Innovate and build on existing assets and relationships
While there is time to plan, regional leaders do not have the time or resources to create everything from scratch. Leveraging existing programs and leaders in this space will be critical. Workforce boards are designed to house and lead multisector collaboratives that address workforce needs holistically, such as what the Workforce Innovation Board of Ramsey County, Minn. (in partnership with the city of Saint Paul) or EmployIndy (serving Marion County, Ind.) have been doing. Transportation authorities as well as utilities and other infrastructure employers also hold significant power through their funding flows and roles as employers, and thus can exert meaningful influence on the workforce system. For instance, if more transportation entities were to adopt policies that required a minimum percentage of their workforce to come through registered apprenticeship programs or implemented local hiring preferences, it could reap positive rewards for the system overall.
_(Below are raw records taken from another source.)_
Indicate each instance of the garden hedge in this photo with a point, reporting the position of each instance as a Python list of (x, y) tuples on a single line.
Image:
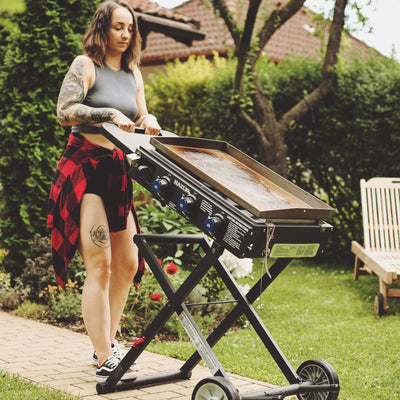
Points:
[(37, 52)]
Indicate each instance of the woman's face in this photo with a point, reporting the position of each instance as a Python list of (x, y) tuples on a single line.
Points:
[(121, 30)]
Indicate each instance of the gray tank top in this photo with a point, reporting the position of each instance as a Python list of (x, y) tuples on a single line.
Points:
[(115, 89)]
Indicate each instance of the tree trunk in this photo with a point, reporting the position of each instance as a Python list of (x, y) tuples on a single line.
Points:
[(270, 133)]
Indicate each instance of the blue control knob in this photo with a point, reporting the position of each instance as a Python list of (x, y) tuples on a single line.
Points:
[(212, 224), (161, 184), (186, 203)]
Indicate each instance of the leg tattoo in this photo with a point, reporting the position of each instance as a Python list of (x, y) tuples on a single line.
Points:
[(100, 236)]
While funded projects will have lasting impacts on communities, equally important are the partnerships that will outlast the funding and changes in administrations. The Transforming Cities Lab panelists talked of how they are working to institutionalize the more collaborative way they are working across agencies. Similar to this federal-level collaboration, states and local governments can also build relationships that outlast any one project and become the basis for redesigning their approach to future complex, large-scale projects that require buy-in from a range of stakeholders.
Scaling a workforce system takes immense capacity that many smaller localities simply do not have. To reach all communities in equitable ways, states, counties, and metropolitan planning organizations need to step in to provide added capacity in the places that currently have the fewest resources to apply for funding and meet compliance expectations. Each state has infrastructure coordinators. What would it look like for counties or regions to create similar local coordinator roles?
Workforce is a shared responsibility and can be a powerful connector. A spectrum of workforce system players should be brought to the table—not just because of the resources they bring, but more importantly, because of the connections they facilitate. Coming together now ensures that the nation is prepared for this rare opportunity to improve its infrastructure, advance clean energy, and enhance the lives of the millions of workers who will do this work.
This blog previews themes reflected in a forthcoming report from Metro colleagues identifying workforce funding streams embedded in the federal legislation.